While the details of potential tariffs remain unknown, near-term volatility may persist. But, even if the initial proposals aren’t watered down, the sell-off appears overdone, with a significant slowing of earnings-per-share growth unlikely, in our view:
- We estimate that the proposed tariffs could trim China’s 2018 GDP growth by 0.1%–0.2% at most. Industrial production and exports for February surprised on the upside, indicating solid fundamentals, which should offset a modest rise in trade-related uncertainty.
- US tariffs will likely target China’s telecom equipment (cell phones), automatic data processing (computers), machinery and appliances, and soft goods (apparel, toys, furniture) exports, since they account for the majority of the US-China trade deficit. These sectors account for less than 5% of index weighting.

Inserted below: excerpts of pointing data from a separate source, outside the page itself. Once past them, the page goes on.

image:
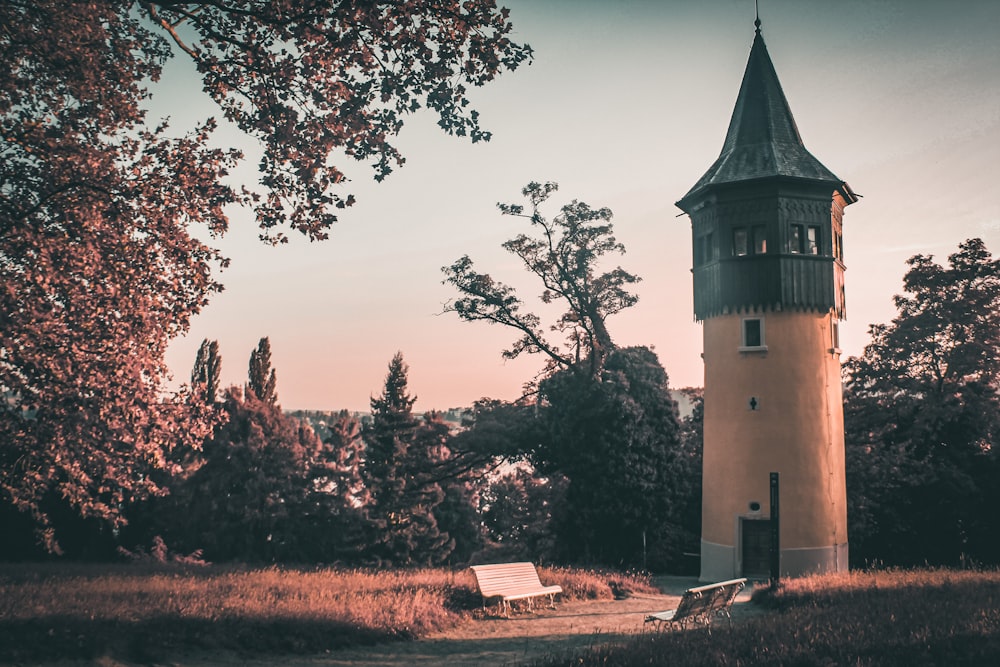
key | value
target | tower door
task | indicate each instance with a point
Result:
(756, 547)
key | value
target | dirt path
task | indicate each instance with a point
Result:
(565, 630)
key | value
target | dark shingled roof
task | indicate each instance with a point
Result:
(763, 140)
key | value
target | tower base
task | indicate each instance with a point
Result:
(720, 562)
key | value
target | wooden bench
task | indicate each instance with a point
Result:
(511, 581)
(701, 605)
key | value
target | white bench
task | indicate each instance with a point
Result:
(511, 581)
(701, 605)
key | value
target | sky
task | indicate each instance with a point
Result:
(625, 105)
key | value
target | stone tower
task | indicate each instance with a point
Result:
(766, 221)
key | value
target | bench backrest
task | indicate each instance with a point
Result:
(502, 577)
(705, 599)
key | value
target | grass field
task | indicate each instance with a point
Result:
(886, 618)
(141, 612)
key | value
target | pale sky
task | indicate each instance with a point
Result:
(626, 105)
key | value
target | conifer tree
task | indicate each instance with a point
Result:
(398, 462)
(262, 378)
(337, 494)
(207, 369)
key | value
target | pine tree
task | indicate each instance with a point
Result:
(396, 472)
(262, 378)
(207, 369)
(337, 495)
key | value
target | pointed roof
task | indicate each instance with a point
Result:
(763, 140)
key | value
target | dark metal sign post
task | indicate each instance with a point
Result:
(775, 532)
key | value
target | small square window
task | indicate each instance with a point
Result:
(753, 333)
(739, 241)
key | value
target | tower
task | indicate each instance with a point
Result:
(766, 221)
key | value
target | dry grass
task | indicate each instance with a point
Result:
(139, 613)
(922, 617)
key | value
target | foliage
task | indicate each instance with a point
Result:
(617, 439)
(565, 257)
(400, 452)
(605, 419)
(327, 79)
(262, 379)
(247, 499)
(207, 369)
(519, 509)
(98, 270)
(922, 412)
(335, 514)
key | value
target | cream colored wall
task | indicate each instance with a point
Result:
(797, 430)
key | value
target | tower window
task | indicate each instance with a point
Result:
(753, 334)
(796, 239)
(739, 241)
(759, 239)
(704, 249)
(812, 240)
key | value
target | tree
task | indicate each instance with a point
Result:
(519, 510)
(248, 496)
(618, 441)
(922, 414)
(605, 419)
(565, 258)
(207, 369)
(400, 449)
(337, 497)
(97, 269)
(262, 379)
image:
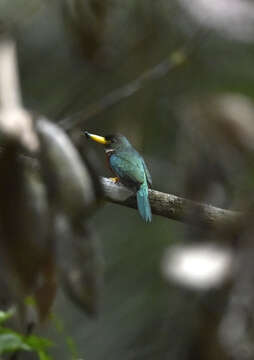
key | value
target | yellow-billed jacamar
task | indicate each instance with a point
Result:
(129, 166)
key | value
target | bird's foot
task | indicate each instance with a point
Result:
(115, 180)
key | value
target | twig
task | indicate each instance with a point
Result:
(175, 207)
(15, 122)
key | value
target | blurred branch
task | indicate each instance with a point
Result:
(175, 59)
(175, 207)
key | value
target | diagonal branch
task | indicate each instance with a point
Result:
(175, 207)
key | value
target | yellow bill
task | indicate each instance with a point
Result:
(97, 138)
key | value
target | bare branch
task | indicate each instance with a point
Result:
(175, 207)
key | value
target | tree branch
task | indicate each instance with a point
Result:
(176, 59)
(175, 207)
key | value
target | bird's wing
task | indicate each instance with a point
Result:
(148, 175)
(128, 168)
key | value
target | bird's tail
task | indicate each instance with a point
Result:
(143, 202)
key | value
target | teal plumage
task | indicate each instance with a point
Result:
(129, 166)
(143, 203)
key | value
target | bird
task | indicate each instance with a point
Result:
(129, 167)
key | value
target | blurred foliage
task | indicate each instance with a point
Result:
(71, 54)
(12, 342)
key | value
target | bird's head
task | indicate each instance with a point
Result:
(111, 142)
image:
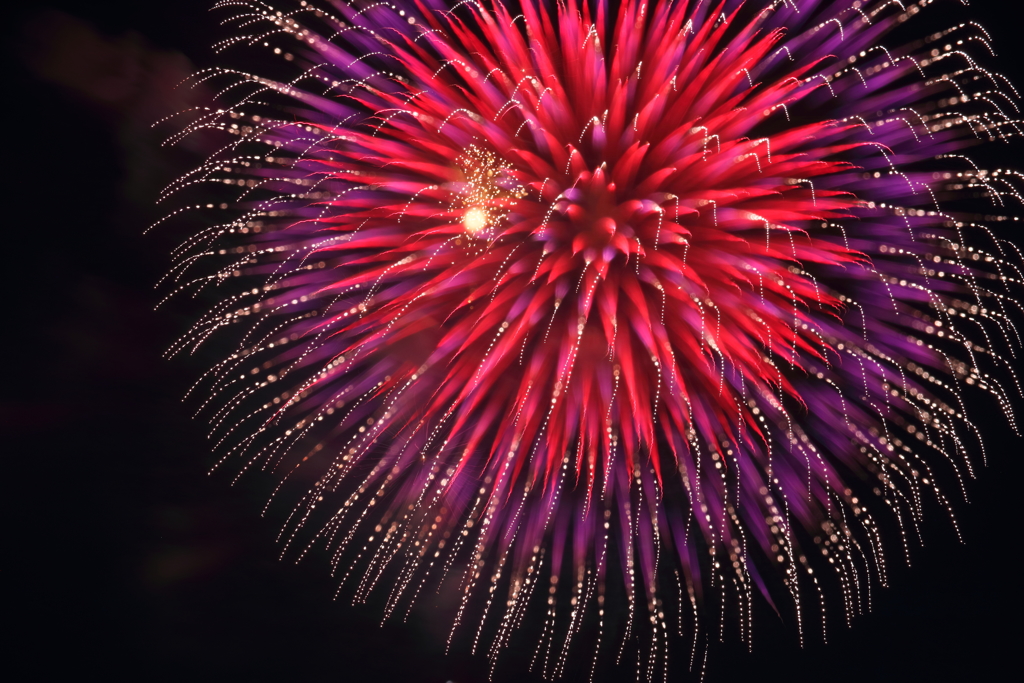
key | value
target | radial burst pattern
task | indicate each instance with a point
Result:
(623, 314)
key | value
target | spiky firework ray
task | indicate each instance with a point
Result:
(561, 303)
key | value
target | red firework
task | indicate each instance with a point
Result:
(640, 299)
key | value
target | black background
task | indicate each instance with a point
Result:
(124, 560)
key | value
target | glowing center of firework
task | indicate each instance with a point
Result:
(474, 220)
(488, 190)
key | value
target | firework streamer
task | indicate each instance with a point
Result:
(619, 319)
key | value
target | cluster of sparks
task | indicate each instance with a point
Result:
(621, 314)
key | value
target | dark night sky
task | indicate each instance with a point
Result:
(126, 561)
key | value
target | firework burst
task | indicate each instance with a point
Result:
(621, 313)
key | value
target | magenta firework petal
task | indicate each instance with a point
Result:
(622, 313)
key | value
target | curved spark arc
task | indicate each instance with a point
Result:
(559, 291)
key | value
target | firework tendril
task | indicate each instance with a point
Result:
(625, 315)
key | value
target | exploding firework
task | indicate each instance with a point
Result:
(632, 315)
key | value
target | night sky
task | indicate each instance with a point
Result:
(126, 561)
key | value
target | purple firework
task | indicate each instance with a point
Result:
(624, 313)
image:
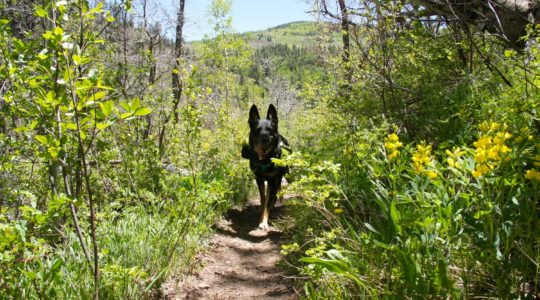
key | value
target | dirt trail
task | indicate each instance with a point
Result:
(240, 263)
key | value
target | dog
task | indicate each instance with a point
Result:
(265, 143)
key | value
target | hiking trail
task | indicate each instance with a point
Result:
(240, 261)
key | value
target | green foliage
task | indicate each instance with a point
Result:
(446, 205)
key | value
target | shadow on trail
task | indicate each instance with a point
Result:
(245, 221)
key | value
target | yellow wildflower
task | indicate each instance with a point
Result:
(392, 145)
(431, 174)
(532, 174)
(422, 158)
(490, 148)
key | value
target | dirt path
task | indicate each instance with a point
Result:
(240, 263)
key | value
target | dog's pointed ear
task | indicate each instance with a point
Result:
(253, 115)
(272, 114)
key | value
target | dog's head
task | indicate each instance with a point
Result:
(263, 136)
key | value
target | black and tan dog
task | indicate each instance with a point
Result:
(265, 143)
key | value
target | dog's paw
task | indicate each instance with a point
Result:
(264, 226)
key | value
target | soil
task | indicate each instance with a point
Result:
(241, 261)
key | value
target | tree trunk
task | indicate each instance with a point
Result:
(176, 82)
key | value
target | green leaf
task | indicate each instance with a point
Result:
(42, 139)
(135, 104)
(371, 228)
(394, 215)
(76, 59)
(102, 126)
(125, 115)
(126, 106)
(143, 111)
(71, 126)
(98, 95)
(40, 12)
(106, 107)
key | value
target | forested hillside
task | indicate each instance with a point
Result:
(415, 169)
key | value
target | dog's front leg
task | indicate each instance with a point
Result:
(273, 188)
(264, 204)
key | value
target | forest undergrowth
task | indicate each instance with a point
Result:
(416, 160)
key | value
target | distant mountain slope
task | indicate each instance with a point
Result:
(300, 34)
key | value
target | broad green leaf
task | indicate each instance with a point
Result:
(98, 95)
(102, 126)
(42, 139)
(135, 104)
(143, 111)
(106, 107)
(125, 115)
(394, 215)
(76, 59)
(126, 106)
(71, 126)
(40, 12)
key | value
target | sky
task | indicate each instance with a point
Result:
(247, 15)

- China listed companies’ direct US sales exposure is only around 3%. The three largest sectors within MSCI China, namely IT (mainly internet), financials, and consumer discretionary, account for more than 70% of index weighting and are largely driven by domestic demand, not trade/export.
- We remain watchful for further escalation and assign a 20–30% probability to damaging retaliation. In the risk case, diversification and our counter-cyclical positions should help protect portfolio returns. However, we remain pro-risk and, given favorable earnings and attractive valuations, we prefer Chinese equities within our Asia portfolio.
Note: UBS House View Daily will not be published on 30 March and 2 April 2018.